What you are describing is generally referred to as "variable aggregation." As you indicate, there are four basic steps:

  1. Identify the linear equality equations you want to remove
  2. Compute the substitution map
  3. Deactivate the equality constraints that you want to remove
  4. Substitute variables on all remaining constraints

It sounds like you have 1 and 2 under control. For 3, assuming you identified a Constraint mc you want to deactivate, you just need to call mcdeactivate() .

For 4, you will want to generate new expressions for the remaining Constraint " body " expressions (variables only appear in the body and not in the lower/upper bounds). For current Pyomo releases (through 5.4.x), you can perform variable substitution by leveraging the clone_expression() . You need to generate a "substitution map": a dict that maps the id() of the variables you want to the new expression you want to use.
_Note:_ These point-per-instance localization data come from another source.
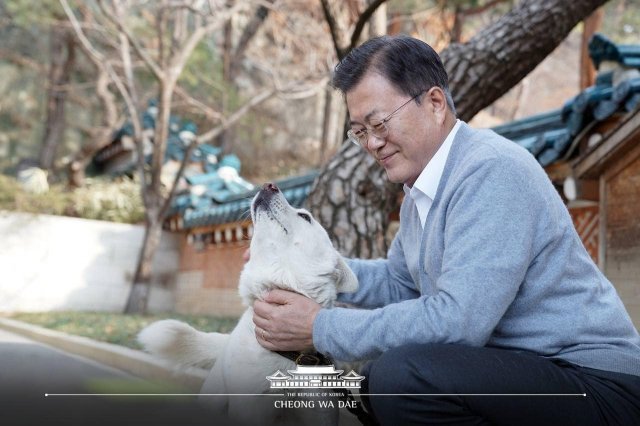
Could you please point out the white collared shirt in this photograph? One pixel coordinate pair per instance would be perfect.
(425, 187)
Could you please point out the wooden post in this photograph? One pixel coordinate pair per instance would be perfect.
(590, 26)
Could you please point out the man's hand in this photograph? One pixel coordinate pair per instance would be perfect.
(284, 321)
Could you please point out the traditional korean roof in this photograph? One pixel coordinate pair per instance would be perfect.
(219, 195)
(278, 375)
(218, 206)
(552, 136)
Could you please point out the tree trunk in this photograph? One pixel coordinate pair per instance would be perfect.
(353, 198)
(62, 53)
(480, 71)
(100, 138)
(139, 294)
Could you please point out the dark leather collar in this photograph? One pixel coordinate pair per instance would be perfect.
(301, 358)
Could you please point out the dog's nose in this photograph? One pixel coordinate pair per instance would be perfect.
(272, 187)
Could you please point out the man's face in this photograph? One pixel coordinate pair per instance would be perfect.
(415, 131)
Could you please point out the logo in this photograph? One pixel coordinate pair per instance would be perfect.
(317, 377)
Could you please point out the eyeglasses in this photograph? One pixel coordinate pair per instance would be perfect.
(380, 130)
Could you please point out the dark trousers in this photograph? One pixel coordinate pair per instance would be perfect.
(448, 372)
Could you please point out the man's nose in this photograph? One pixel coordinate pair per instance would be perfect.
(375, 142)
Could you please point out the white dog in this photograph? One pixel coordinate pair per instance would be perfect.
(289, 250)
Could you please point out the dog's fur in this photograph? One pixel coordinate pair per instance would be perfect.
(289, 250)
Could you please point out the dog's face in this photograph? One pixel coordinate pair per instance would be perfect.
(291, 251)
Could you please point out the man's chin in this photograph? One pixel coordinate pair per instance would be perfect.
(394, 178)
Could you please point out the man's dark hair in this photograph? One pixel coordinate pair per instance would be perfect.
(411, 65)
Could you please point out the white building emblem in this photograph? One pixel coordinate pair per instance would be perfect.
(324, 376)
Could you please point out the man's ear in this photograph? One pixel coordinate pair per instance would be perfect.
(346, 281)
(438, 100)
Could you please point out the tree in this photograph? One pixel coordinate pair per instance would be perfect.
(175, 30)
(352, 196)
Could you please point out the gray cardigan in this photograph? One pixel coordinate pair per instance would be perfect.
(498, 264)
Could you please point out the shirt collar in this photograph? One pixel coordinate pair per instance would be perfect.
(428, 181)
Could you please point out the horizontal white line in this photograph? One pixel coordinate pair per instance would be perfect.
(281, 394)
(162, 394)
(473, 394)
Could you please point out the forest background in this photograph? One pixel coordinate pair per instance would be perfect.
(254, 78)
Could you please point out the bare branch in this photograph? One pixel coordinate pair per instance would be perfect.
(333, 29)
(362, 20)
(233, 118)
(151, 64)
(210, 135)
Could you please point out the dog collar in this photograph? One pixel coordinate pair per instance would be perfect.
(301, 358)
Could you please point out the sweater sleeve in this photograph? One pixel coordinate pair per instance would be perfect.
(491, 222)
(381, 281)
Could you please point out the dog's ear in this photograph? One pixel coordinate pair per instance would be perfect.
(347, 282)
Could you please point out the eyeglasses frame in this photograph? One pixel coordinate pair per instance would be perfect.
(351, 135)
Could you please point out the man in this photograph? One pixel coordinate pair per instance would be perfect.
(487, 295)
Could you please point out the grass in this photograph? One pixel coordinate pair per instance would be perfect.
(99, 199)
(119, 329)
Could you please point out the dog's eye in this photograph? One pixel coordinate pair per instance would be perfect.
(305, 216)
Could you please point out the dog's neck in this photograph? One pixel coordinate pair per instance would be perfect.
(263, 288)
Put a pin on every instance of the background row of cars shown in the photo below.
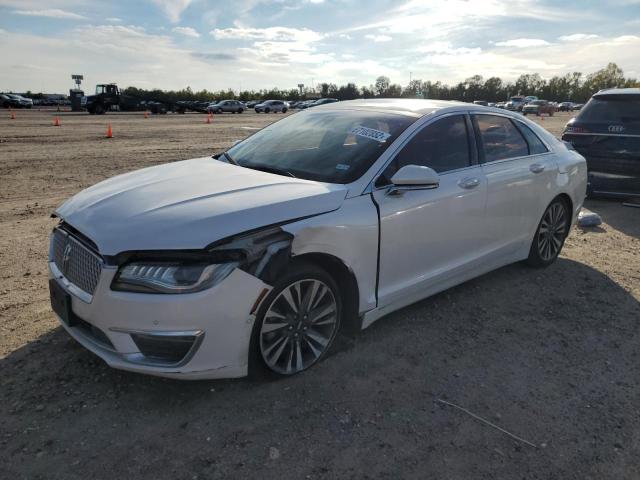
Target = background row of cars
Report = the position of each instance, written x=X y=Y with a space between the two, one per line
x=532 y=104
x=266 y=106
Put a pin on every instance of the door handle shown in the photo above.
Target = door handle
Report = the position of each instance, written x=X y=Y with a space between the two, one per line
x=469 y=182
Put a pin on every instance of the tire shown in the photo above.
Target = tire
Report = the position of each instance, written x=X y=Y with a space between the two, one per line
x=550 y=235
x=283 y=340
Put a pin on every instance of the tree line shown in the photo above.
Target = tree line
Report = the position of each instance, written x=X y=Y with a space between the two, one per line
x=574 y=87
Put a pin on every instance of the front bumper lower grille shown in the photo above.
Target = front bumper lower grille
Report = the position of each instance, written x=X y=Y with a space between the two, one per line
x=79 y=265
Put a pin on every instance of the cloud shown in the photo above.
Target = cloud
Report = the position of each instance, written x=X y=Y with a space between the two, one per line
x=173 y=8
x=523 y=43
x=280 y=34
x=186 y=31
x=50 y=13
x=213 y=56
x=378 y=38
x=576 y=37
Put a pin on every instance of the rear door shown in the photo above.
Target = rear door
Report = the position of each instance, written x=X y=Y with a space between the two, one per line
x=607 y=133
x=431 y=236
x=519 y=169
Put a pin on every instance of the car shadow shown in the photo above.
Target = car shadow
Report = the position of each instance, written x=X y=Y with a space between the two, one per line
x=550 y=355
x=613 y=212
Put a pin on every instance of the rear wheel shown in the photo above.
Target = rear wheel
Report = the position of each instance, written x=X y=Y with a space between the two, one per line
x=550 y=235
x=298 y=321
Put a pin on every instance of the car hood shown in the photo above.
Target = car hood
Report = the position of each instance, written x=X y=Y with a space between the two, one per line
x=190 y=204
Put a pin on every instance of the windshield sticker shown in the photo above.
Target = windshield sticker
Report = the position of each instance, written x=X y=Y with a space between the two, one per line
x=370 y=133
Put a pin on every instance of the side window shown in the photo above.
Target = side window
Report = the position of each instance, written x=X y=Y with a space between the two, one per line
x=535 y=144
x=500 y=138
x=443 y=146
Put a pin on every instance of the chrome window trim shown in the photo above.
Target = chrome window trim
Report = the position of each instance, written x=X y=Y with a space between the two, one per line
x=403 y=140
x=603 y=134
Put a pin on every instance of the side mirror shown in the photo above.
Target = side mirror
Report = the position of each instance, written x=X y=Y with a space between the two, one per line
x=414 y=177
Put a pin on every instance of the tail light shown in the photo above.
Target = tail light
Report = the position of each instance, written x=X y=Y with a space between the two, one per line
x=572 y=129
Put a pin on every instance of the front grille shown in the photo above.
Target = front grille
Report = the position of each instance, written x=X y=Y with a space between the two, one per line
x=75 y=261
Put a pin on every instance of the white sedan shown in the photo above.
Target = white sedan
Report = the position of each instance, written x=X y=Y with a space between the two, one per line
x=255 y=259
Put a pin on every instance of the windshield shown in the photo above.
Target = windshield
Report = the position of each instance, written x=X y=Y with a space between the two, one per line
x=327 y=146
x=615 y=110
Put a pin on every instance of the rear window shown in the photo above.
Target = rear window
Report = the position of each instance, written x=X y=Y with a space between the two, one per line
x=500 y=138
x=615 y=110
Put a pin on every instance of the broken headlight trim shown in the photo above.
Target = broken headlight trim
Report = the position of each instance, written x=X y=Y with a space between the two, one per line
x=170 y=277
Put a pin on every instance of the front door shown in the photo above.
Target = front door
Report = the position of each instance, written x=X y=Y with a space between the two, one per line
x=429 y=236
x=519 y=169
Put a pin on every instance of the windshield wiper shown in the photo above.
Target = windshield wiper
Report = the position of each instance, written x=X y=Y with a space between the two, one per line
x=265 y=168
x=229 y=158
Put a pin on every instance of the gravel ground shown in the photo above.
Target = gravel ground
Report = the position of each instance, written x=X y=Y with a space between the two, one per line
x=550 y=356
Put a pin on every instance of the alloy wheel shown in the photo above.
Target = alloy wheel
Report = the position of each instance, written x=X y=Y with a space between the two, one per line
x=552 y=231
x=299 y=326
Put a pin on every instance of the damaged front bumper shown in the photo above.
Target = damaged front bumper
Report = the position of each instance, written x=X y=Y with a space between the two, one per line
x=202 y=335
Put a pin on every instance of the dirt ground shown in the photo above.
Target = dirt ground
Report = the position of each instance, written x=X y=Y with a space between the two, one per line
x=551 y=356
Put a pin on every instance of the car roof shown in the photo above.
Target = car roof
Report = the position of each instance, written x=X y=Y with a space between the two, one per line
x=407 y=106
x=618 y=91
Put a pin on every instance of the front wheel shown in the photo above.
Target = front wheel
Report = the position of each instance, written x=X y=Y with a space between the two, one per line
x=552 y=231
x=298 y=321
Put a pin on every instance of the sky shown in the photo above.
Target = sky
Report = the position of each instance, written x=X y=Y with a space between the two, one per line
x=254 y=44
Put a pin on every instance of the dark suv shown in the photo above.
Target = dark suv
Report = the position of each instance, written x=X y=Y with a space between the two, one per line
x=607 y=133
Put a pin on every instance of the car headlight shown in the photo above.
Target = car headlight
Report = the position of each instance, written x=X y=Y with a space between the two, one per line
x=170 y=277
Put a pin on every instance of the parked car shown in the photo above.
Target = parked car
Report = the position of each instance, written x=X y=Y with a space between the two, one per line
x=539 y=107
x=323 y=101
x=233 y=106
x=515 y=104
x=607 y=133
x=257 y=258
x=306 y=104
x=9 y=102
x=565 y=106
x=18 y=101
x=271 y=106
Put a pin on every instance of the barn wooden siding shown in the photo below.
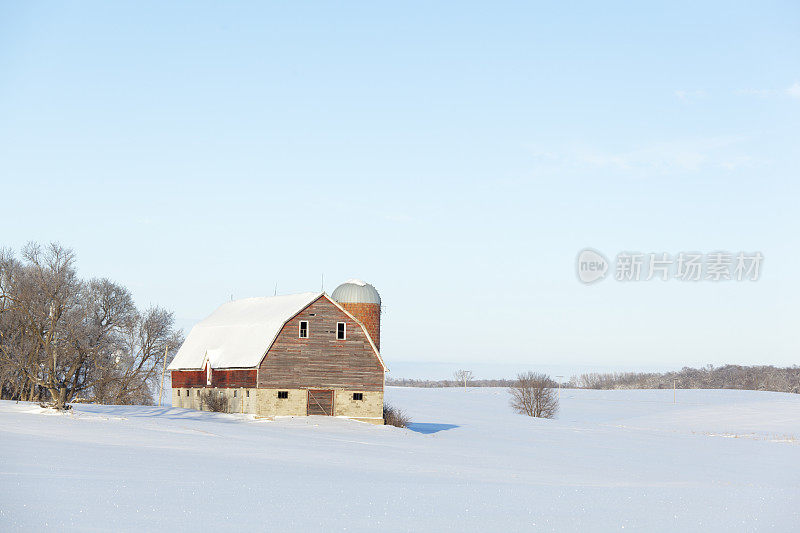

For example:

from pyomo.core.base.expr import clone_expression

m = ConcreteModel()
m.y = Var([1,2,3])
m.eta = Var([1,2])
# ...
m.c = Constraint(expr=m.y[1]**2 + m.y[3]**2 <= 4)
# ...

substitution_map = {
    id(m.y[1]): 1 - m.eta[1],
    id(m.y[2]): m.eta[1],
    id(m.y[3]): m.eta[2],
}
m.c = (m.c.lower, clone_expression(m.c.body, substitute=substitution_map), m.c.upper)

Finally, the disclaimers:

  1. Setting the constraint with this syntax should work with recent Pyomo releases (I tested back through 5.1)
  2. This approach technically violates one of the assumptions in the current Pyomo expression system (it generates potentially "entangled" expressions: expressions that share common sub-trees). While not "good", it shouldn't cause troubles, unless you do additional transformations / expression manipulation.
  3. Pyomo 5.5 will have a new expression system that will likely have a different mechanism for manipulating / substituting variables.